Saying that electrical energy cannot be stored cheaply or in great quantities, and therefore, supply and demand have to be balanced simultaneously, the Regulation and Supervision Bureau (the Bureau) has announced undertaking a pilot project through its Powerwise Office, called Demand Side Management Technique (DSM).

According to the Bureau, the main purpose of this initiative is to test the technology of remotely controlling air conditioning chillers of high-rise buildings and office towers in the in the local environment of Abu Dhabi, where the air conditioning load is about 65% of the total electricity summer demand, and to record the resulting reduction in summer peak demand. Based on the outcomes, different schemes could be proposed to introduce this technology to manage raising electricity demand in the summer, the Bureau added.

Explaining the rationale behind the project in a nutshell, the Bureau said that DSM techniques provide a variety of measures to reduce energy consumption, which leads to more manageable demand.

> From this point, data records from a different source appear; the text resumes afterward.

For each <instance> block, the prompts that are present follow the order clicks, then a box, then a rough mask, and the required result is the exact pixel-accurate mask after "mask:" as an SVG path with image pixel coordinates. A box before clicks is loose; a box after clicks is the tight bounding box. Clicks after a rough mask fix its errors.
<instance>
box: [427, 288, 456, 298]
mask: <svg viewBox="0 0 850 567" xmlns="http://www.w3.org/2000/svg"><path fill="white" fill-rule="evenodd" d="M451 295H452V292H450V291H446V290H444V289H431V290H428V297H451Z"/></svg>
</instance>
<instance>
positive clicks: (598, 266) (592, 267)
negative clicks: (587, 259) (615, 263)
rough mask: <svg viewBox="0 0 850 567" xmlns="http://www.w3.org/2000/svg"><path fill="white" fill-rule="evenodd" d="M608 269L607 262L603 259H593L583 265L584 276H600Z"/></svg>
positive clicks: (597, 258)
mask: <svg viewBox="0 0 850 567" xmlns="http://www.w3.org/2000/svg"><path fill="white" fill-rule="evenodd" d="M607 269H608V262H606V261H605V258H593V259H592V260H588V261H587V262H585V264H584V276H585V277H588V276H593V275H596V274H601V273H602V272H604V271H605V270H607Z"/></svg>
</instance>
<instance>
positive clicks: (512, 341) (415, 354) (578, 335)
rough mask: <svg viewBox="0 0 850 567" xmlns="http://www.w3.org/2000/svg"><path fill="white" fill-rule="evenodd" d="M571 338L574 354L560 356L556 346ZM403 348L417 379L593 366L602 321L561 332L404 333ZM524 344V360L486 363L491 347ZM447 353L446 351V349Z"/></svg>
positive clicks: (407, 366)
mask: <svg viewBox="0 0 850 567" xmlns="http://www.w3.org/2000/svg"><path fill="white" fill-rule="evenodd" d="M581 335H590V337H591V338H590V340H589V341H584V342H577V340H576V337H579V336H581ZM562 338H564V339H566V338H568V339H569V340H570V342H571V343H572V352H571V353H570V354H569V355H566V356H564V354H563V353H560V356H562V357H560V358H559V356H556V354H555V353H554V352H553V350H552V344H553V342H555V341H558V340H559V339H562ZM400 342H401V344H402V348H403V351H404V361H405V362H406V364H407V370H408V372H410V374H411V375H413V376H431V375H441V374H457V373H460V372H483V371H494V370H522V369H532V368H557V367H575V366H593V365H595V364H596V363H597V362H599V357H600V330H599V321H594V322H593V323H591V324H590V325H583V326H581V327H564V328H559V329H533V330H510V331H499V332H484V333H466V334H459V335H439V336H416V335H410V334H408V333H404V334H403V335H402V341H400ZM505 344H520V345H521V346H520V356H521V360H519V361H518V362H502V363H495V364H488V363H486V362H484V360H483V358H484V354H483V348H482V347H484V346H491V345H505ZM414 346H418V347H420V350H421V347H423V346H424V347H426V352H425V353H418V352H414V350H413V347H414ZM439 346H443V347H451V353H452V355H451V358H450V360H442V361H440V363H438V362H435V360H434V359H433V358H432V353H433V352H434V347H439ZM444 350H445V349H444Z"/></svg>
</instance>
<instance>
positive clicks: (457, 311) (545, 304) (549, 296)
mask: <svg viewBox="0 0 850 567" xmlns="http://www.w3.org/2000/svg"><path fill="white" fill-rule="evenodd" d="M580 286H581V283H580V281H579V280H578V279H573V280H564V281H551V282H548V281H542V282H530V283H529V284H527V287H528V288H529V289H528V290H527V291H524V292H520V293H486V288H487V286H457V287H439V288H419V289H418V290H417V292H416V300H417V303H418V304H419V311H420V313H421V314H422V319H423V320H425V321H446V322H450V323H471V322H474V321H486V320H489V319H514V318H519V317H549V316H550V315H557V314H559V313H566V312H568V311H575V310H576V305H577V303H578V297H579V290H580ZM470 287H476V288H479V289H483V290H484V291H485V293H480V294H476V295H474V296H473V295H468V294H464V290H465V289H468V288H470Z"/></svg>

Stressing that DSM incorporates all activities that influence customer use of electricity and results in the reduction of the electricity demand, which are mutually beneficial to the customers and the utility, the Bureau claimed that any DSM technique implemented may result in one of the following forms of demand reduction:

  • Peak shaving: refers to the reduction of utility loads during peak demand periods. This can delay the need for additional generation capacity. The net effect is a reduction in both peak demand and total energy consumption. It can be achieved by direct control of air conditioning and customers’ appliances.
  • Conservation: refers to reduction in consumption by customers when there is a net reduction in both demand and total energy consumption. Strategic conservation can be implemented by motivating customers to use more energy-efficient appliances, for example.
  • Load shifting: involves shifting loads from on-peak to off-peak periods. The net effect is a decrease in peak demand, but not a change in total energy consumption.

The Bureau revealed that the pilot project aimed at answering the following questions:

  • Are the DSM incentives sufficient to change consumer behaviour in Abu Dhabi?
  • How do participants respond to the various DSM initiatives and the technology involved?
  • What is the participants’ acceptable comfort level for controlling air conditioning remotely on extremely hot and humid days?
  • What is the cost of the different DSM programmes, incentives and enabling technology?

According to the Bureau, the pilot project will achieve the following benefits:

  • Improving overall energy efficiency
  • Improving reliability and quality of power supply
  • Improving efficiency in transmission and distribution networks infrastructure investments and operations
  • Reducing the risk of power shortages
  • Saving capital investment to build new power plants
  • Delivering energy to consumers more economically

The Bureau said that based on the results of such pilot studies, it would estimate the overall participation levels, programmes, as well as the business case around investing in DSM.